İnsan maddi alemden uzaklaştıkça manevi âleme yaklaşır; belki de dalar… Efendimizin: ‘Dünyanızdan bana ne, ben şu dünyada, bir ağacın gölgesinde gölgelenip gidecek atlı gibiyim.’9 ‘Ey Ömer bırak dünya onların, ahiret bizim olsun’10 sözleri, maddi dünyaya bakışını özetliyor. Dünyada yaşayıp da dünya lezzetlerinden bu kadar uzak kalabilmek, başka bir lezzet âleminin içerisinde olmakla mümkün… Oysa Efendimiz Sallallahu Aleyhi ve Sellem bu hayatı yaşarken dünyanın ticaretine dair, evlilik hayatına dair, komşuluğa- akrabalığa dair ve daha birçok meseleye dair çözümler getiriyor, hükmediyor, istişareler yapıyordu… Bu nasıl oluyor? Bazen O’nu anlamaya çalışırken aciz kalıyoruz… Nasıl başardı? Bu dengeyi nasıl kurdu? O manevi halin içerisindeyken dünyaya dair bu kadar dengeli hükümleri nasıl verdi? Manevi âlemden sıyrılıp, dünya meselelerine nasıl çözümler üretti? Veya tam tersi, bu kadar karmaşık dünya meselelerinden sıyrılıp manevi âlemde daim kalabilmeyi nasıl başardı? Tüm bu sorulara “O MUHAMMEDUN RASULULLAH idi” diyerek cevap verebiliyoruz… O kadar…

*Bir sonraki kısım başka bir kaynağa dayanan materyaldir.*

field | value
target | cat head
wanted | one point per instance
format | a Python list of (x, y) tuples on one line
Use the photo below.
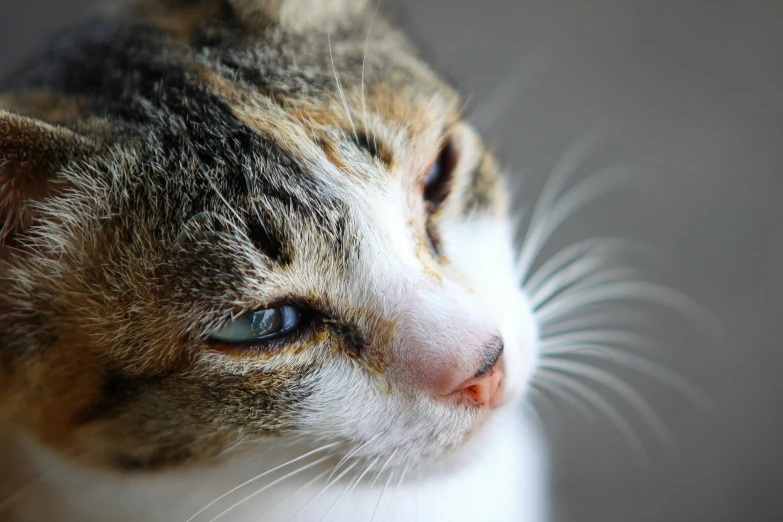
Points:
[(225, 222)]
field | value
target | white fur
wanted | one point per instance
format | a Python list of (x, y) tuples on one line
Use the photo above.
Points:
[(497, 477)]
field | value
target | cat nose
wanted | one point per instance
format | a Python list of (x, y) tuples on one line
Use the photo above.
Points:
[(481, 389)]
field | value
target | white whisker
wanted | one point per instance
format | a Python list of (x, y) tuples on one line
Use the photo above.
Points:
[(339, 85), (620, 387), (603, 406), (641, 291), (600, 247), (561, 173), (509, 88), (292, 495), (273, 483), (259, 476), (361, 476), (385, 487), (324, 489), (611, 336), (647, 367), (352, 453), (596, 185)]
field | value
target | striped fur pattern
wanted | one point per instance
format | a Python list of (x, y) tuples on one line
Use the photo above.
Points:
[(171, 167)]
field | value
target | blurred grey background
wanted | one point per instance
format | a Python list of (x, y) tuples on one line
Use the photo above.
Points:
[(692, 94)]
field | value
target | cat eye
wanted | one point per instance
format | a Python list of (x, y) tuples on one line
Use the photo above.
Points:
[(439, 176), (259, 326)]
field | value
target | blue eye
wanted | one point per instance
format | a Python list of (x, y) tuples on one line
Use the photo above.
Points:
[(258, 326)]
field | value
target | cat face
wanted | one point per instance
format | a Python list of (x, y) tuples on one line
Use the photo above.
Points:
[(253, 228)]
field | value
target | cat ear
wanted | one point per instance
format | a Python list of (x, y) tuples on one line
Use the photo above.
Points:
[(31, 154), (299, 15)]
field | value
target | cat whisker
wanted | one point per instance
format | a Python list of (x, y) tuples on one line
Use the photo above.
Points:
[(261, 475), (599, 247), (205, 173), (513, 84), (589, 282), (577, 272), (596, 320), (617, 385), (324, 489), (356, 483), (642, 291), (383, 491), (596, 185), (340, 90), (364, 63), (352, 453), (273, 483), (295, 493), (565, 167), (602, 405), (560, 393), (611, 336), (643, 365)]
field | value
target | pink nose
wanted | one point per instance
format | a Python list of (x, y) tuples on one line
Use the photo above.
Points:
[(482, 388)]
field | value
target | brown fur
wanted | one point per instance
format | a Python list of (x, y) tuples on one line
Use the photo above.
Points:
[(195, 108)]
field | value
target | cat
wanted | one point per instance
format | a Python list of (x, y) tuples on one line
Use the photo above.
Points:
[(257, 266)]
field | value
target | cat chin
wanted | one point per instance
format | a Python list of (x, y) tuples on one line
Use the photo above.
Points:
[(498, 475)]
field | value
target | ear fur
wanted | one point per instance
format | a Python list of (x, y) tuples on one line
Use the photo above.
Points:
[(31, 154), (292, 15), (299, 15)]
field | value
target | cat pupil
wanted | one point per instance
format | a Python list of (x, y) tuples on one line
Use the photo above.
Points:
[(257, 326)]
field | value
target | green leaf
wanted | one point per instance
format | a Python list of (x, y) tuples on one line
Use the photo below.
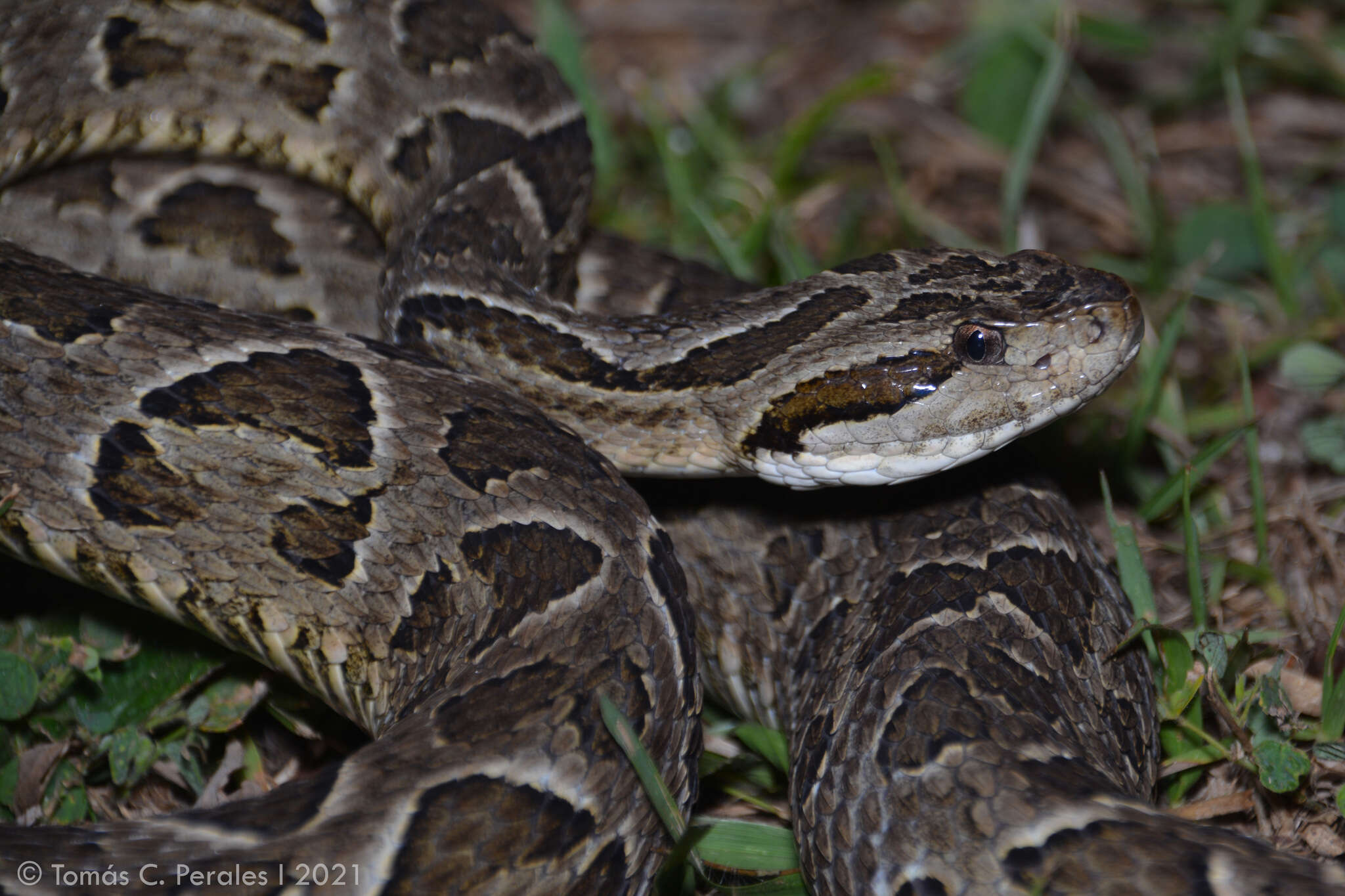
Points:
[(1281, 765), (18, 685), (1273, 699), (744, 845), (1215, 649), (1331, 753), (132, 691), (1312, 367), (223, 704), (129, 756), (9, 782), (998, 89), (766, 742), (1115, 35), (72, 809), (1324, 441), (623, 733), (1229, 224)]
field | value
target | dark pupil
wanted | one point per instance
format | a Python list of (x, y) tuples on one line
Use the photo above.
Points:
[(977, 345)]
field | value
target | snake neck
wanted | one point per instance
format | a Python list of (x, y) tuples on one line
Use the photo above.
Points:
[(884, 370)]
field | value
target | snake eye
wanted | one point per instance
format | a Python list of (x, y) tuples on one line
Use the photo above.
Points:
[(979, 344)]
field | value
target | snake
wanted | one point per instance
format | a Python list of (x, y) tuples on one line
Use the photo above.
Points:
[(391, 467)]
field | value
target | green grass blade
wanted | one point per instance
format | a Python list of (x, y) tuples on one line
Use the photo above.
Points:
[(649, 774), (558, 38), (1333, 688), (1195, 582), (1277, 261), (916, 217), (1251, 445), (1046, 95), (805, 128), (1169, 492), (1130, 566), (745, 845), (1152, 381)]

Efendimiz’in yetiştirdiği talebelerinin maneviyatı ve daha sonraki asırlarda gelen binlerce evliyanın- mücahidin maneviyatı, O’nun maneviyatının kuvvetine delildir. O güçlü maneviyat, tıpkı güneş gibi yanındaki- yönündekileri, hatta kendisinden asırlar sonra gelecek ümmetini dahi ısıtıyor, ışığı, çağlar sonrayı aydınlatıyordu. O’nun şahsı manevisi, ruhaniyeti, maneviyatı bizleri etkilemeye, feyiz vermeye devam ediyor; kıyamete kadar da devam edecek biiznillah. Maneviyat önderlerimiz… Hz. Ebu Bekir’den Hz. Ali’ye, Hz. Hatice’den Hz. Zeynep’e, Hasan Basri’den Süfyan-ı Sevriye, Rabia Hatun’dan Nene Hatun’a, Bediüzzaman’dan Seyyid Kutub’a, Hasan el Benna’dan Mevdudi’ye binlercesi… Aşkın, muhabbetin, insan ruhundaki en önemli damarın, maneviyat damarının devam etmesine vesile olan gönül erleri… 1400 yıldır Rasulullah’ın talebeleri ondan feyiz almaya, O’nun maneviyat okulunda okumaya devam ediyorlar…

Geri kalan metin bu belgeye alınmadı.